In the second preliminary study of SIRUP we tried to identify indicators that predict the perceived familiarity of a television program. During this project we work with broadcasting data from BBC’s ViSTA-TV project. Based on the available data from this project and external public sources, we identified five possible indicators for familiarity (see Figure 1):
- Number of BBC viewers
- Number of Google results
- Number of Facebook likes
- Number of Twitter references
- IMDB user ratings
Figure 1. Testing the selected indicators for familiarity
For all five indicators, a positive relationship was hypothesized, such that a higher number of BBC ratings, Google results, Facebook likes, Twitter references, and IMDB user ratings would positively predict the perceived familiarity of the program (e.g., programs with more Facebook likes are perceived as more familiar by users).
Using the BBC ViSTA-TV data, we selected the five programs with the lowest and highest number of BBC viewers, Google results, Facebook likes, Twitter references, and IMDB user ratings. As such, a total of 50 programs was rated by the participants. The selected programs can be found here: SIRUP Preliminary study 2, Familiarity – Selected programs.
Similar to the first preliminary study (complexity), participants were provided with a program episode description for each of the programs informing about the program title and season number, the episode number and title, and the episode synopsis, genre, format, and release year. Below an example of such a description is provided for the program Only Fools and Horses (high IMDB user ratings; see Figure 2).
Figure 2. Program episode description example Only Fools and Horses
In its measurement, familiarity was conceptualized as popularity. For each of the programs participants were asked whether they had watched the program or not. If they had watched the program, they were asked to rate the perceived popularity of the program. If they had not watched the program, they were asked to rate the perceived popularity of the program based on its description. In both cases participants rated popularity on a 7-point semantic scale, with “unpopular” on the left and “popular” on the right (see Figure 3).

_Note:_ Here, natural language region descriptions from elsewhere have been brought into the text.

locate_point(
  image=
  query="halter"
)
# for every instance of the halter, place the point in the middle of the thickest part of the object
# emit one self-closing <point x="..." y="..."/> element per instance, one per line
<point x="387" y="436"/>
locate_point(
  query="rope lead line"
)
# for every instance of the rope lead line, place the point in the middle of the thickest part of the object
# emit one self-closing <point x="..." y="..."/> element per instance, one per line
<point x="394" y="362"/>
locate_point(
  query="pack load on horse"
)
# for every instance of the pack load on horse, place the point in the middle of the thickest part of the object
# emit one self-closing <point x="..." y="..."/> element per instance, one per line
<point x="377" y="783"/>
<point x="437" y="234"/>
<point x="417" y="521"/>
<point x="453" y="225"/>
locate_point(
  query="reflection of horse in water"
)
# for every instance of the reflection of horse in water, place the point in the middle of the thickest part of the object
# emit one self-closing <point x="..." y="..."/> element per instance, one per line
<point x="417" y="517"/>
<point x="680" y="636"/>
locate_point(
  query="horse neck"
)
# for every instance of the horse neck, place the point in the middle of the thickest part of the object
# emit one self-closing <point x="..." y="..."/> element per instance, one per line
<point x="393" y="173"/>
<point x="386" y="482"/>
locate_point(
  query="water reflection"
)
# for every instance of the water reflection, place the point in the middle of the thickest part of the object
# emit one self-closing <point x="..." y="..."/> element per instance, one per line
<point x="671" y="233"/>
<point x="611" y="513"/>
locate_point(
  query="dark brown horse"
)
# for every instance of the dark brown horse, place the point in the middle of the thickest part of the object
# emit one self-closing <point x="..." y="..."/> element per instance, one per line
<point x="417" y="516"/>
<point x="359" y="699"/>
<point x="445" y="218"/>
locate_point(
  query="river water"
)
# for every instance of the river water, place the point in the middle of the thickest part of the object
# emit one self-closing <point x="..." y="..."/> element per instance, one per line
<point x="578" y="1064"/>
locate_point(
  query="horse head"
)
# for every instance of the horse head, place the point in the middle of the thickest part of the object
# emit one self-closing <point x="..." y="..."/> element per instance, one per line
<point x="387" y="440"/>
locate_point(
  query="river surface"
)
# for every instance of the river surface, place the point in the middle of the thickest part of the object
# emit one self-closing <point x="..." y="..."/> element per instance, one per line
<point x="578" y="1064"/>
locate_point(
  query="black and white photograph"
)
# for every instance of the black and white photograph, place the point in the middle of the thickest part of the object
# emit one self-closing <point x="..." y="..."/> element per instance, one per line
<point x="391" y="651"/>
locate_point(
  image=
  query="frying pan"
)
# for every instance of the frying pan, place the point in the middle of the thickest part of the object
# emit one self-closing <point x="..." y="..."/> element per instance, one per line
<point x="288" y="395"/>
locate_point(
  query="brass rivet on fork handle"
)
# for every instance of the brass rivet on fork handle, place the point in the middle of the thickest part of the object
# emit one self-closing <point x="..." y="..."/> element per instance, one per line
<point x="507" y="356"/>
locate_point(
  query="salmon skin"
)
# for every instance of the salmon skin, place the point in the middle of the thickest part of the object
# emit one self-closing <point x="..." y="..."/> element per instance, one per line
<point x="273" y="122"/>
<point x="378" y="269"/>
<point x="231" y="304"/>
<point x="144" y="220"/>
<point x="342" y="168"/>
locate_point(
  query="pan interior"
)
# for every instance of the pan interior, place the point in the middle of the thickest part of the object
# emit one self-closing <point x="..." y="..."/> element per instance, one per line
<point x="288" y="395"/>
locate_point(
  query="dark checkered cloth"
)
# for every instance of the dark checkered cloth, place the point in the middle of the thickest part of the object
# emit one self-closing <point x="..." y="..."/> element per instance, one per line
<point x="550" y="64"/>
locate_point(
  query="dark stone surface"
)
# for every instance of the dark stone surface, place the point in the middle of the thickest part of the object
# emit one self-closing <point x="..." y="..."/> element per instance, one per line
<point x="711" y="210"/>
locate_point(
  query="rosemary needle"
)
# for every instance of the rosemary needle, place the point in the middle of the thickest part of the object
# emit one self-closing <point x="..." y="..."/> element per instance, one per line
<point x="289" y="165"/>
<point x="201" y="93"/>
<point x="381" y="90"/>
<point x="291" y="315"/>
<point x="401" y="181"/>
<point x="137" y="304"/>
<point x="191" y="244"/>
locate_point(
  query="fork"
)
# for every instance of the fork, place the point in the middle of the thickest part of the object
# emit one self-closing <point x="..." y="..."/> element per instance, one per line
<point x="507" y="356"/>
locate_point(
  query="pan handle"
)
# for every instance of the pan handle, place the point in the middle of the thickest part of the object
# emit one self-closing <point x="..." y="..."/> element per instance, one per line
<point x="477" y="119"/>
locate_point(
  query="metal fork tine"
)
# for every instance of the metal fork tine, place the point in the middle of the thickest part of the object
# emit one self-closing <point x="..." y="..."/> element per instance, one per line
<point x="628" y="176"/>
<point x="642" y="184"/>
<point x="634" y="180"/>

Figure 3. Measure for familiarity
Data were collected via Amazon Mechanical Turk and a total of 164 participants from the United States of America participated in the study. As was the case for the first preliminary study (complexity), the results showed that none of the indicators we selected was related to familiarity. This means that the number of BBC viewers, Google results, Facebook likes, Twitter references, and IMDB user ratings of a program did not predict the perceived familiarity of a program. This finding was replicated when we distinguished between participants that had watched the show and those that had not. More information about the results of the preliminary study for familiarity can be found here: SIRUP Preliminary study 2, Familiarity – Results.
In short, we have not yet successfully indentified indicators that predict the perceived familiarity of a program. If you have any ideas or suggestions, please leave us a message below!
The dataset for the SIRUP preliminary study for familiarity has been made publically available and can be found here: SIRUP Preliminary study 2, Familiarity – Dataset.